Klara — I find the very name revealing — was a good friend. Her hand resembled her name; it was so simple, so healthy, so trustworthy, so dependable, so honest, that it lacked only calluses; it was the hand of a gymnastics instructor. Whenever she had to greet a man, Klara feared that he might kiss her hand. So she developed the habit of giving a quite special handshake, a stout and resolute handshake which depressed a man’s entire forearm — the handshake in itself was a gymnastic exercise from which one emerged invigorated. In Germany and England, in Sweden, Denmark, Norway, in many Protestant countries, there are women who clasp a man’s hand in this fashion. It is a demonstration in favour of equal rights for the sexes and of hygiene, it is an important aspect of humanity’s battle against germs and gallantry.

Klara’s legs were matter-of-fact straight legs, legs for hiking, in no sense instruments of love — rather of sport, without calves. It seemed an indefensible luxury that they were sheathed in silk stockings. Somewhere she must have had knees — I always used to imagine that somewhere they must merge into thighs; it would hardly be possible for stockings to grow into panties just like that. But so it was, and Klara was no creature of love. True, she had something resembling a bosom, but it served only as a container for her practical goodness; whether it held a heart, who can tell?
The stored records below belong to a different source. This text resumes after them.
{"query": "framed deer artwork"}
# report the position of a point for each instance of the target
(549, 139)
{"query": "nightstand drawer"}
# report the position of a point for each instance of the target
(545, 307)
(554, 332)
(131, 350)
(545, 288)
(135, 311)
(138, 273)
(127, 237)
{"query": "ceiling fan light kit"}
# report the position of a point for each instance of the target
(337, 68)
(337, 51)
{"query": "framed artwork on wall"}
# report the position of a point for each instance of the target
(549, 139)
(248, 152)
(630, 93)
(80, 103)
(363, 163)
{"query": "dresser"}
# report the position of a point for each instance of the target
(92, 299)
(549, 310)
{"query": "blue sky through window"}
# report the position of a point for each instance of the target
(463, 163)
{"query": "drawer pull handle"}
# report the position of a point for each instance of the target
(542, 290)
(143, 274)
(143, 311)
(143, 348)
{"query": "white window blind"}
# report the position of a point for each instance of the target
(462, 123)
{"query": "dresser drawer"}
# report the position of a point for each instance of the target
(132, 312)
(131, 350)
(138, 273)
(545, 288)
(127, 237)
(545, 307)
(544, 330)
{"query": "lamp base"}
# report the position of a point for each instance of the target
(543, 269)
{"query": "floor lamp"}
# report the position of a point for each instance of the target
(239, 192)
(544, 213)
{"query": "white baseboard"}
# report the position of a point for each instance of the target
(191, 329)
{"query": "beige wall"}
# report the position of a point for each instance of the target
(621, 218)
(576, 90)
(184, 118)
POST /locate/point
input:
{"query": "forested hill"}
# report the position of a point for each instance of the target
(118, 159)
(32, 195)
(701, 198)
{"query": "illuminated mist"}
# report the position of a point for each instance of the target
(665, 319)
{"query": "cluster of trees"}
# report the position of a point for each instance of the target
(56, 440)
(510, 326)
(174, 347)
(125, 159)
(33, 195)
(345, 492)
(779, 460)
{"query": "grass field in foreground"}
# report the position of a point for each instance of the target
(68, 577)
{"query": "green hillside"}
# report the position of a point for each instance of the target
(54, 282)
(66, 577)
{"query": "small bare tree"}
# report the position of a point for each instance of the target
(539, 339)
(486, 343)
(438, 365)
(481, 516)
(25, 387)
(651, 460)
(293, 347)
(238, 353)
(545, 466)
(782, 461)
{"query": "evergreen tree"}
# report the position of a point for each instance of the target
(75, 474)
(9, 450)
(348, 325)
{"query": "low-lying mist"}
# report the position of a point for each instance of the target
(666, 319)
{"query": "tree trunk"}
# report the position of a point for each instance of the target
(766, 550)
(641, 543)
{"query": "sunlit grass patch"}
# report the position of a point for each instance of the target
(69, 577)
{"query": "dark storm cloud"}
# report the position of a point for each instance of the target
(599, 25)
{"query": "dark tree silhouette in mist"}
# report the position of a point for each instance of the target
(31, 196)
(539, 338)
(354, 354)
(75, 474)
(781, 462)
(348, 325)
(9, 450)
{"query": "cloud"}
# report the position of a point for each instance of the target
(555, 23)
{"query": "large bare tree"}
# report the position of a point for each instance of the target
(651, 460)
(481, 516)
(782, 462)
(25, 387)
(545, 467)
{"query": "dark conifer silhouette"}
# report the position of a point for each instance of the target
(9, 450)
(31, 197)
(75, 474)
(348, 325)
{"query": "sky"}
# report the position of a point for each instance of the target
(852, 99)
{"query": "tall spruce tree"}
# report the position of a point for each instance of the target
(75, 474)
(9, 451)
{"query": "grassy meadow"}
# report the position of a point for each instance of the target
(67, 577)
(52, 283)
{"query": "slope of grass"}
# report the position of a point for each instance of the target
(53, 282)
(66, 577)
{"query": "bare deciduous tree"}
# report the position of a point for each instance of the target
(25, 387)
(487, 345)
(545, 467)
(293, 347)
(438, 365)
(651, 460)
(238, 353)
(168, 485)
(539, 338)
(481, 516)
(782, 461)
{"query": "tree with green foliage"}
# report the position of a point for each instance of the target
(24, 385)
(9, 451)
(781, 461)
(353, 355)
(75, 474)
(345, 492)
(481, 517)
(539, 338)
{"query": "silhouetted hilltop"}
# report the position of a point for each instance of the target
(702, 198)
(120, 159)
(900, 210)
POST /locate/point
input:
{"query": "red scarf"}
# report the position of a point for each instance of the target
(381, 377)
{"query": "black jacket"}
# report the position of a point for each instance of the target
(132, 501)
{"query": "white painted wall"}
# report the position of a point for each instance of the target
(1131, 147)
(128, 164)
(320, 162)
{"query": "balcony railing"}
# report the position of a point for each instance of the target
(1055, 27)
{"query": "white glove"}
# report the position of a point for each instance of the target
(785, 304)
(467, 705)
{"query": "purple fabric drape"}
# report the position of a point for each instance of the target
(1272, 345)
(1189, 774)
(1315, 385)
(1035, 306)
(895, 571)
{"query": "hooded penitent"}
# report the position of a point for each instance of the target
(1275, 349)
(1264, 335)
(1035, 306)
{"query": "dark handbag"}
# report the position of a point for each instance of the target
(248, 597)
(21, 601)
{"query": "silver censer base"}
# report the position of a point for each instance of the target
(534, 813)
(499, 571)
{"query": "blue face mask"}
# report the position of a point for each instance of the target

My conscience is not very clear over this description of Klara. For it seems to me sinful to judge one of the most virtuous persons I have ever met principally on the grounds of her secondary sexual characteristics. It goes without saying that she was virtuous; what else could she be? She had a child, naturally by her own husband, the conductor — and although it is in no way a sin but, on the contrary, a virtue to have children by one’s own husband, Klara’s legitimate honourable pregnancy seemed like an escapade, and when she suckled the child it was like the eighth wonder, anomalous and sinful at the same time.

Moreover, the child — it was a girl — could ride a bicycle in her fourth year.

Klara had acquired and inherited her social sense from her father, the rich landed proprietor. Social sense is a luxury which the rich allow themselves and which has the further practical advantage of serving, to some extent, to maintain property. Her father loved to drink a little glass of wine with his head forester, to take a brandy with the forester, and to exchange a word with the assistant forester. Even social sense is able to make subtle distinctions. He would never allow any of his servants to pull on his boots, he used a bootjack out of common decency. His children had to wash in snow in the winter, travel the long road to school alone, climb up to their pitch-dark rooms at eight o’clock and make their own beds. Nowhere in the neighbourhood were domestic servants better treated. Klara had to iron her vests with her own hands. In short, the old man was a man of principle and fibre, a virtuous landowner, a living defence against socialism, respected far and wide and elected to the Reichstag, where he demonstrated as a member of a conservative party that reaction and humanity are not irreconcilable opposites.

He attended Klara’s wedding, behaved well to the conductor, and died some weeks later without ever having allowed his expression to betray that he would have preferred a landowner: humanity to the grave.